Warhammer 2 Review

Fantasy-Strategen leiden im Mahlstrom

So gut uns Total War Warhammer 2 gefällt – so unnötig ist der Mahlstrom

Es hätte so schön werden können – und das ist es größtenteils auch geworden. Denn die Fans der bisherigen historischen Total War Reihe (von Shogun, über Rome, bis Napoleon) hatten anfangs so ihr Problem mit dem neuen Fantasy-Setting – und dennoch gelang es dem Studio (Creative Assembly) mit innovativen Spielideen die History-Fans ein Stück weit zu überzeugen. Und dann kam der Mahlstrom…



Alles ein Stück besser
Aber beginnen wir zuerst mit dem was Warhammer 2 wirklich gut macht – und das ist immerhin eine ganze Menge. Beginnend damit, dass wir im Unterschied zum Vorgänger, endlich alle Siedlungen besetzten können. Es gibt zwar Punkteabzüge wenn z.B. ein Volk dessen Ursprung in warmen Gefilden liegt (etwa die Echsen-Menschen), sich in den hohen Norden verirrt oder wenn es etwa die fiesen Nager (Skaven) in tropische Kartenbereiche verschlägt. Das macht Sinn und stört den Spielfluss nur sehr wenig.


© SEGA/Creative Assembly
Hervorragendes Map-Design
Besonders gelungen ist der Aufbau und die Inszenierung der Map. Diese erstrahlt farbintensiver, abwechslungsreicher und insgesamt stimmiger als es beim Vorgänger der Fall war.

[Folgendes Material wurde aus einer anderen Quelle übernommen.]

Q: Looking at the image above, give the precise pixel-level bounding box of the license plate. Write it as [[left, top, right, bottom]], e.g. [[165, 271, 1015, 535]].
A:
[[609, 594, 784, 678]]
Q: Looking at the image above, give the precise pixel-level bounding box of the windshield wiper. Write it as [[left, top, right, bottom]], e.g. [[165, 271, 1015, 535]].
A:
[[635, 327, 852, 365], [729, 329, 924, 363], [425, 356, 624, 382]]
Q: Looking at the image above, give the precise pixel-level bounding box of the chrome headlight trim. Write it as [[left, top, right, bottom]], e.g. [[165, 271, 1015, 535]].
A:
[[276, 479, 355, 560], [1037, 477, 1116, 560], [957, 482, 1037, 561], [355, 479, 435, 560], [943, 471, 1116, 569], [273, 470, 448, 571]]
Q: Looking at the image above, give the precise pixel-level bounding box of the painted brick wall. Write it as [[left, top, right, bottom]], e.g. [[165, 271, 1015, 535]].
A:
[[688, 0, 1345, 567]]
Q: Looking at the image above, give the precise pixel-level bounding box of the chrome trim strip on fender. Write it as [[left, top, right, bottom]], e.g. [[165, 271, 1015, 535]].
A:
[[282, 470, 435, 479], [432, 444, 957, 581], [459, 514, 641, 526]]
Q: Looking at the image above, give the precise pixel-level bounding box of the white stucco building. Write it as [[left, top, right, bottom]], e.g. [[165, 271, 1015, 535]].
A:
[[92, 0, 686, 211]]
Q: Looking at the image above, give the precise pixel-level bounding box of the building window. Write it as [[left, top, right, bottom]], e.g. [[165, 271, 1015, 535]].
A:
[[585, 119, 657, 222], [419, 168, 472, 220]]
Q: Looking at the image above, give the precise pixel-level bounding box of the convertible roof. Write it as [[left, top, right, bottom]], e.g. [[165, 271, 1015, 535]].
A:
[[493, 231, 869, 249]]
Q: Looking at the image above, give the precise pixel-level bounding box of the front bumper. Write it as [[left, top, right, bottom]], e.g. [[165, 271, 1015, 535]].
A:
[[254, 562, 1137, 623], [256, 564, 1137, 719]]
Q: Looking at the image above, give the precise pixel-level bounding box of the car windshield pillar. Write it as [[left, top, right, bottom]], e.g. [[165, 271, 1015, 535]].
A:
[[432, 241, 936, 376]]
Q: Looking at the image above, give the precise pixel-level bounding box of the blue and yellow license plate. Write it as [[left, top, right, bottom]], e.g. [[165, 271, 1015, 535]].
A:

Auch die Kämpfe um Festungen wirken spektakulärer und enge Pässe und schmale Map-Passagen – bringen echtes „300-Feeling“ aufs Fantasy-Schlachtfeld. Eine Überraschung sind etwa auch die Städte der Skaven, die sich für andere Spieler nur schwer aufspüren lassen, da sie unterirdisch – unter den Ruinen anderer Städte – befinden. Ebenso haben die Dunkelelfen eine Besonderheit: Sie können schwimmende Städte (sog. „Schwarze Archen“) errichten und damit bei anderen Kontinenten anlanden. Zudem können die schwarzen Archen ebenso Artilleriefeuerunterstützung bei nahen Schlachten leisten.


Die vier neuen Völker
Neben Hochelfen und Dunkelelfen, sind diesmal auch Echsenmenschen und Skaven mit von der Partie. Während sich die Hochelfen in der hohen Kunst der diplomatischen Intrige verstehen und damit versuchen die anderen Fraktionen in Konflikte hineinzuziehen, haben Dunkelelfen besagte Archen im Petto und können zudem ihren Feinden mit vergifteten Klingen in der Schlacht den Verstand rauben – wodurch deren Opfer quasi handlungsunfähig werden. Echsenmenschen hingegen verfügen über mächtige Magier und Dinosaurier, die für ein einprägsames Schlachtgefühl und einen kräftigen Fußabdruck sorgen. Wer seine Freude an der schieren Überzahl der Rattenmenschen (Skaven) hat, der kann sich auf zahlreiche Steampunk-Gift-Waffen und gar grausige Momente freuen.

© SEGA/Creative Assembly

Der Ärger mit dem Mahlstrom
Die große Schwachstelle von Warhammer 2 ist der Mahlstrom. Eine „Innovation“, die eigentlich den Sinn gehabt hätte, das End-Game für den Spieler interessanter und spannender zu machen. Leider ist genau das Gegenteil der Fall. Um den Mahlstrom (blauer Energie Tornado – der für das magische Gleichgewicht von Ordnung und Chaos sorgt) für sich zu gewinnen, muss der Spieler fünf Rituale durchlaufen. Hierfür müssen andere Städte und Ruinen (sog. Ritualstätten) zuerst eingenommen und für die Dauer des Rituals gehalten werden. Dieses Wettrennen nach Ulthuan (Elfeninsel, wo sich der Mahlstrom befindet) kann in der Theorie auch von den KI-Gegnern  geschafft werden – in der Praxis jedoch gewinnen wir jedoch die nachfolgende Endschlacht und der KI-Gegner muss von vorne anfangen.


Fazit
Warhammer 2 nutzt sein Potential und schafft es mit der Einführung der vier außergewöhnlichen Völker, eine atmosphärisch höchstgelungene Fortsetzung aufs Schlachtfeld zu zaubern. Wer wirklich Spaß mit dem Spiel haben möchte, der sollten den blauen Magie-Tornado (aka Mahlstrom) getrost ignorieren und sich schnurstracks ins Kampfgetümmel werfen.

Total War - Warhammer 2 ist bereits erschienen und für rund 55€ für den PC erhältlich.